Mai ritorno all’antico fu più apprezzato: per il nuovo singolo Nuvole, il rapper Frankie Hi-Nrg Mc richiama dei volti noti creando un pezzo unico.
di Paolo Merenda
Alcune iniziative nate durante l’emergenza sanitaria che ancora stiamo vivendo, e legate a musica, scrittura, scultura e in genere tutte le arti, sono degli ottimi spunti per staccare mentalmente la spina dai soliti discorsi sul Covid, la pericolosità del virus, il numero di contagi o di morti e tutte le altre pagine in qualche modo associate al virus. Non deve stupire quindi che il nuovo singolo di Frankie Hi-Nrg Mc, dal titolo Nuvole, pur parlando in effetti proprio dell’isolamento dovuto al virus (quello tosto di marzo-aprile, non questo di adesso, molto carente a livello logistico e sanitario) sia già diventata la nuova sensazione del periodo.

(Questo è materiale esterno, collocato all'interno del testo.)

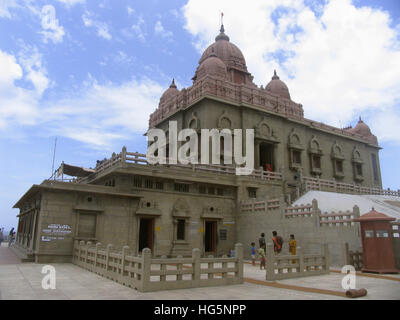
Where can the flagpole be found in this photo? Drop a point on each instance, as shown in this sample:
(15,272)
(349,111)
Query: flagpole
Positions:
(54,156)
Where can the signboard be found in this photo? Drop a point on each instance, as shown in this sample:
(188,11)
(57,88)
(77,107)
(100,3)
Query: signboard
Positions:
(55,231)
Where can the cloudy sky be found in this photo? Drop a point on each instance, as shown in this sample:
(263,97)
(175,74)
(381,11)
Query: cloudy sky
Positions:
(90,72)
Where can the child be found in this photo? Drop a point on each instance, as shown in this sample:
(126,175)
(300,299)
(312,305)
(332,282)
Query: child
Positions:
(292,246)
(253,254)
(261,253)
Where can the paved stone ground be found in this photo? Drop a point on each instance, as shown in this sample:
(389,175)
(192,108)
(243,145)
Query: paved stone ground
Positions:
(23,281)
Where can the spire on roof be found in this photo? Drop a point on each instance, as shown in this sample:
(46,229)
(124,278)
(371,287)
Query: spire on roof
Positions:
(222,35)
(275,77)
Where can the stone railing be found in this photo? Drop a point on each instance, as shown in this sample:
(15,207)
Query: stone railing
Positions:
(303,210)
(395,229)
(263,206)
(238,93)
(145,273)
(285,266)
(136,158)
(332,219)
(338,219)
(334,186)
(353,258)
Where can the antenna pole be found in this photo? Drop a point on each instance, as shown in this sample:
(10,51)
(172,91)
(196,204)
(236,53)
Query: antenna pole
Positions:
(54,156)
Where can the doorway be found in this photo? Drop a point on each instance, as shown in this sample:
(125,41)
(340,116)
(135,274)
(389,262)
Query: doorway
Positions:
(210,236)
(267,156)
(146,233)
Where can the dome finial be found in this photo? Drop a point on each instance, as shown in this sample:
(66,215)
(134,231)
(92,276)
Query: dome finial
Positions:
(222,35)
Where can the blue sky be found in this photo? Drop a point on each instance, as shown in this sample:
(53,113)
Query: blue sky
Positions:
(90,72)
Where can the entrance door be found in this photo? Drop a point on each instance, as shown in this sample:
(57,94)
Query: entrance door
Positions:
(267,156)
(146,233)
(210,236)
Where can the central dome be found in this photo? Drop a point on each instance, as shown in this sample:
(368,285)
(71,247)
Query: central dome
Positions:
(226,51)
(278,87)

Frankie Hi-Nrg Mc, nato a Torino come Francesco Di Gesù ma cresciuto in giro per l’Italia, come viene ben descritto nel suo libro Faccio la mia cosa (anche il titolo di una delle sue hit di maggior successo), continua a fare le sue cose in casa, come il videoclip di Nuvole. È stato infatti realizzato con una sorta di impalcatura appesa addosso, che di norma viene utilizzata per filmare le reazioni di chi fa il bungee jumping, ad esempio. Con l’aggiunta di luci per dare la giusta atmosfera, se n’è andato in giro al chiuso e si è filmato mentre cantava le strofe. Poi, con altre immagini realizzate all’aperto, ha dato il materiale a Patrizio Marone, che nella sua vasta e premiata carriera (ha vinto un Nastro d’Argento, fra le altre cose), ha montato nel 1997 il videoclip Quelli che benpensano, storico pezzo di Frankie Hi-Nrg Mc. Lo scratch che accompagna il pezzo, poi, è di Dj Stile, con cui il rapper registrò nel 1993 l’album di esordio Verba manent, che contiene Libri di sangue e il suo esordio assoluto, Fight da faida.
Come mai uno dei rapper più conosciuti e apprezzati in Italia, considerato uno spartiacque tra quel che c’era prima e quello che è venuto dopo di lui, ha fatto questo ritorno alle origini? Prova a spiegarlo lui, quando in qualche recente intervista ha affermato di aver sentito la necessità di tornare a raccontare in musica chi siamo, di incarnare quella voce di nuovo dato che da troppo tempo ne sentiva la mancanza.
Nella stessa intervista, ha anche affermato che l’isolamento dovuto al Covid-19 non ci ha reso migliori, anzi peggiori, e in alcuni versi traspare il suo punto di vista. Ma tra testo e immagini la cosa che balza all’occhio è il senso di claustrofobia di chi è chiuso dentro suo malgrado. La scelta del video è infatti affascinante e forte: le strofe vengono cantate dall’autore in casa, spesso in angoli stretti, nelle scale o in posti simili, e velocizzando le immagini anche se in modo non uniforme. Insomma, nessun punto di riferimento per come siamo abituati a pensare. Il ritornello, poi, cambia tono al video: ci si sposta all’esterno, dove dei ragazzi stanno fermi, non parlano e guardano in camera. Qui invece le immagini vengono rallentate. Un piccolo gioiello da cui molti videomaker dovrebbero imparare, realizzato quasi a costo zero.
E il testo? Il ritorno alle origini che auspicava chiamando persone con cui aveva lavorato più di 20 anni fa c’è, le parole si inanellano e creano un dipinto che tratteggia il periodo di incertezza attuale come pochi artisti hanno saputo fare, e nessuno in un tempo così breve. Tre minuti e mezzo da ascoltare e riascoltare, cercando di ritrovare la speranza e attendere la fine di tutto con più serenità.